Marines

PRIVATE FIRST CLASS
HENRY GURKE, USMC (DECEASED)

Medal of Honor Citation

Henry Gurke was born in Neche, North Dakota, on 6 November 1922. Baptized in the Lutheran Church, he attended the local schools. After graduation from high school in 1940, he entered the Civilian Conservation Corps (CCC) in July and was stationed in Larimore, North Dakota. He stayed in the CCC until October 1941 and rose to the position of Assistant Leader, then returned to Neche where he drove a two-ton truck until his enlistment in the Marine Corps on 15 April 1942.

Private Gurke went through recruit training at the Marine Corps Recruit Depot San Diego, then went into the 2d Separate Pack Howitzer Battalion of the 22d Marines and was in C Battery only one month before shipping overseas on the SS Lurline on 30 July 1942 - three and a half months after his enlistment in the Marines. He landed at Apia, Upolu, British Samoa, one month later. Within two weeks the 3d Battalion, 22d Marines, with Pvt Gurke's battery attached, went to Uvea Island of the Wallis Islands to relieve the 3d Battalion, 7th Marines, which left to rejoin the 1st Marine Division then engaged in the grueling fight for Guadalcanal. In September, Pvt Gurke was transferred to Company D, 3d Raider Battalion. After four months at Wallis, the Raiders left for Pago Pago, American Samoa, stayed there about three weeks, then moved south to Espiritu Santo in the New Hebrides, landing there in January 1943.

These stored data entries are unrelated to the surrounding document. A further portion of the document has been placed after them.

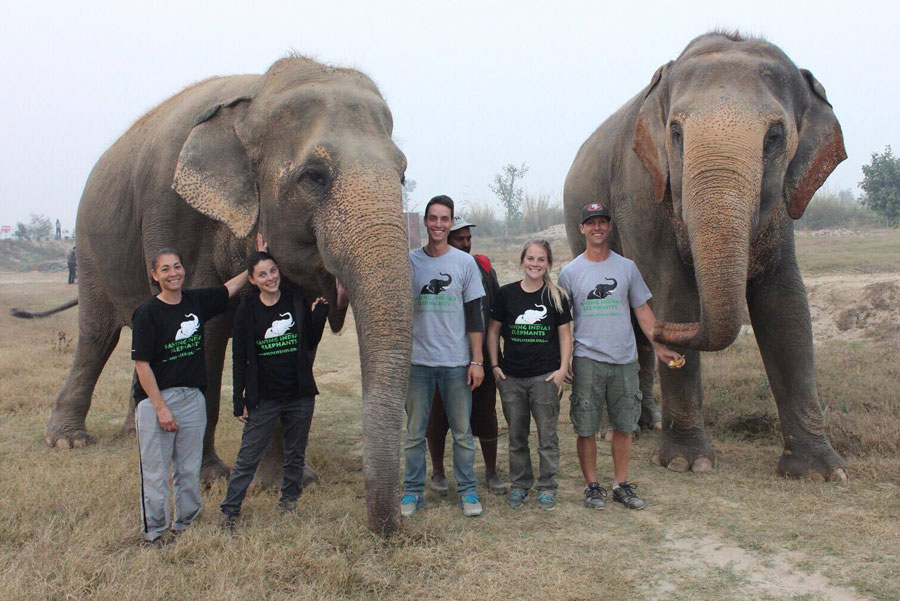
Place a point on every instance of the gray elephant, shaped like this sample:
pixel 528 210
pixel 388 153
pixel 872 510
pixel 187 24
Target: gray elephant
pixel 703 171
pixel 303 154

The following month the Raiders went over to Guadalcanal for a few days en route to the Russell Islands. This was not to be the hoped-for and long-prepared-for combat though. Pavuvu Island in the Russells was occupied without opposition by PVt Gurke's battalion from 21 February to 18 March. The battalion returned to Espiritu Santo in March and on 1 August 1943, the six-foot, one-inch, 179-pound Marine was promoted to private first class.

Transferred to Company M, 3d Raider Battalion, 2d Raider Regiment of the I Marine Amphibious Corps in June, PFC Gurke was at Noumea, New Caledonia, in October and finally met the enemy at Bougainville in November. He "celebrated" his 21st birthday on 6 November and three days later gave his life for a fellow Marine and for the country he had served well for the past nineteen months.

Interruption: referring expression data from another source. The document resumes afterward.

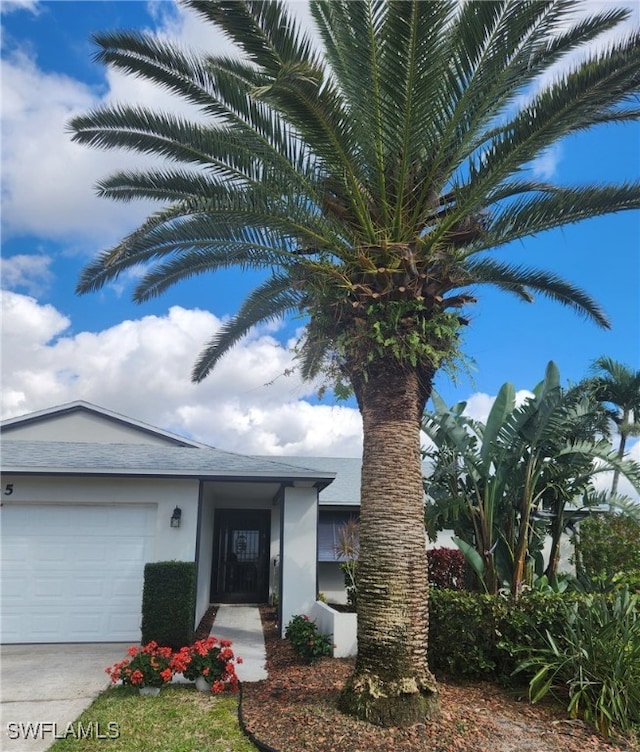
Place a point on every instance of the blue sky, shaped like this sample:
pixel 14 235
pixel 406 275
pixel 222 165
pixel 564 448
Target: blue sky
pixel 136 359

Private First Class Gurke was in a shallow two-man foxhole with a fellow Marine, a Browning Automatic Rifle-man (BAR-man), around dawn of 9 November, delivering a fierce stream of fire against the advancing Japanese in defense of a vital road block in the area near Empress Augusta Bay. Judging from the increased ferocity of the enemy grenade attack, that the enemy was determined to annihilate him and his buddy because of the fierce effective fire they were rendering, PFC Gurke roughly thrust his companion aside when a Japanese grenade landed in their foxhole and threw himself on the deadly missile. For his unswerving devotion to duty and uncommon valor in the face of the enemy, President Franklin D. Roosevelt, posthumously awarded the Medal of Honor to PFC Gurke.

The medal was presented to his parents at ceremonies in the Navy Department on 31 May 1944. The Assistant Secretary of the Navy made the presentation in the name of the President.

The body of PFC Gurke was originally buried at Bougainville, later moved to Munda, New Georgia, and then to Finschhafen, New Guinea, and was finally returned for burial in Union Cemetery, Neche, North Dakota.